After the first two years of the program, the average grade point average for Valley-Bound Commitment students that completed the program approached 3.0—significantly higher than the 2.57 GPA of the typical SBVC student. In addition, Valley-Bound Commitment students are remaining in college well after their free first year is complete. Of the 31 students who completed the first year of the Valley-Bound Commitment, 28 returned to SBVC to continue their college career at their own expense. This persistence rate of 90 percent is nearly double the rate of their comparable peers and has continued in subsequent years.
Effectiveness of the program can be attributed to a variety of factors such as mandatory student development courses, workshops and seminars on college and personal success, accessibility and availability of counselors to ensure student success in and out of the classroom, and student exposure to programs and services as a result of their hours of community service.
In addition, program participants are able to focus on their studies as full-time students without the outside pressure and time constraints of full-time employment that would otherwise be necessary to fund their education. All of these factors helped cement the idea that Valley-Bound Commitment students have all the tools and support available to be effective and successful at San Bernardino Valley College.

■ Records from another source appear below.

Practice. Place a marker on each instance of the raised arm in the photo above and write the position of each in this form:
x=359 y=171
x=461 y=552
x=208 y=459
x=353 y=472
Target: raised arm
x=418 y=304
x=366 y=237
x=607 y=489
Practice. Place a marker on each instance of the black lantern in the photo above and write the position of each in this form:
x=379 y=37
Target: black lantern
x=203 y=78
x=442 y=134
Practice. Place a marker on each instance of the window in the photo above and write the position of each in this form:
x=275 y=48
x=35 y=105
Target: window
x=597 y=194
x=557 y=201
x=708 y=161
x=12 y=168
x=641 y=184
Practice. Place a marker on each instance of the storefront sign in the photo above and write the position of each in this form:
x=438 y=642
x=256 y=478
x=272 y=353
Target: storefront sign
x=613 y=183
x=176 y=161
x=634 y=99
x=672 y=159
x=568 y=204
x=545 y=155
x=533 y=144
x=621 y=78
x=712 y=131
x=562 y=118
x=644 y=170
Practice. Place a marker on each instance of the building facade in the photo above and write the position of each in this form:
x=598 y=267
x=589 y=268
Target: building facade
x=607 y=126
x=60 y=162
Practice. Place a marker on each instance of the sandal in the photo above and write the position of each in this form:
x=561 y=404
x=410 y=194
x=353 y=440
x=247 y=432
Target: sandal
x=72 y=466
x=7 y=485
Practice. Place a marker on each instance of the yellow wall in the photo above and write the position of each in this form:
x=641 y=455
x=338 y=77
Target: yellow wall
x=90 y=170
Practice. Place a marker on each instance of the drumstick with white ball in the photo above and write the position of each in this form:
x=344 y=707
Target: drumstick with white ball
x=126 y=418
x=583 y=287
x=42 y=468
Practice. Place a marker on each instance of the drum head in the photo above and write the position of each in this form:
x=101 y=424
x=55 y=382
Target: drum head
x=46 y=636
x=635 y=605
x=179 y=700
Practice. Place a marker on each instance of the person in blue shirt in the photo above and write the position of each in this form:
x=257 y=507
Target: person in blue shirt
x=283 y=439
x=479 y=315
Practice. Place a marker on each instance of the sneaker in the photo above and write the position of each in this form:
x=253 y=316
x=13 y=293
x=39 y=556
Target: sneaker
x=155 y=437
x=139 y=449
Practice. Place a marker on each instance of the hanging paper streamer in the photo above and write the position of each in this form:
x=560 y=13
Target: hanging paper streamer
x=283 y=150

Inclusive Program Provides Hope
"When I first heard about this program from our high school principal, I thought it was too good to be true," says current Valley-Bound Commitment student Semiya Holman. "But there really is a support system here for us every day."

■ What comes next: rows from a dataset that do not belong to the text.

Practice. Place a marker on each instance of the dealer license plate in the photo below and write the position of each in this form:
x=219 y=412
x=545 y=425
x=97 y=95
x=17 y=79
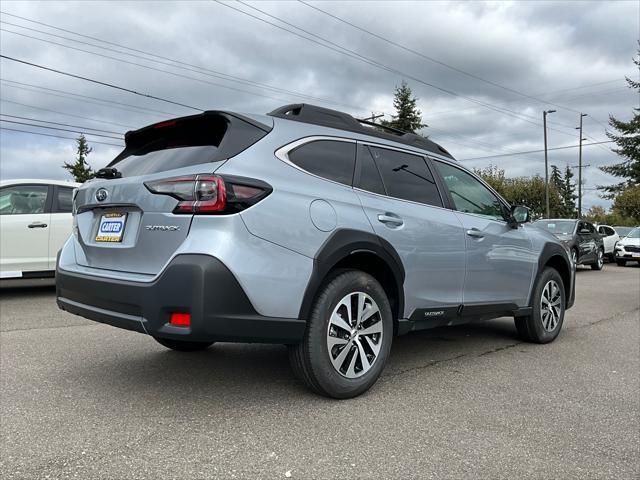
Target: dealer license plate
x=111 y=227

For those financially-challenged families who never even considered college as an opportunity for their high school graduates, a program like the Valley-Bound Commitment levels the playing field for all. Those who might have otherwise disqualified themselves by the assumed exorbitant expense of college now have the same opportunity to access the bountiful benefits of attending college regardless of the ability to pay for it—a realization not previously comprehended nor imagined.
SBVC and the Valley-Bound Commitment have provided an open door and a great deal of support to light the way to a brighter future for those who may never have imagined college possible. For students like Andrea Galicia from the 2008 pilot program, the Valley-Bound Commitment led to something that had never been done in her family—her graduation from SBVC in May 2010 and a transfer to California State University, San Bernardino, only two years after completing high school.
Around campus and in the surrounding community, Valley-Bound Commitment students have also given back to the campus by volunteering over 2,200 hours at charity events, fundraisers, and outreach events, including returning to their local high schools to talk about the opportunities available via the Valley-Bound Commitment. The positive economic impact on the region will only multiply over the years to come, as nearly 70 percent of SBVC graduates remain in the Inland Empire after graduation, creating a more educated local workforce.
Thanks to the boost provided by the Valley-Bound Commitment, individual student dreams are now one step closer to becoming reality. The next decade may find Todrianna Holt teaching her elementary school students about the importance of college to their own future, Semiya Holman wrapping up her graduate school studies in journalism at New York University, and Tyler Votaw keeping our community safe as a police officer.
"The professors here are very helpful and my counselor calls me and asks me how they can help me," says Votaw. "If I wouldn't have been accepted into this program, I wouldn't be in college at all."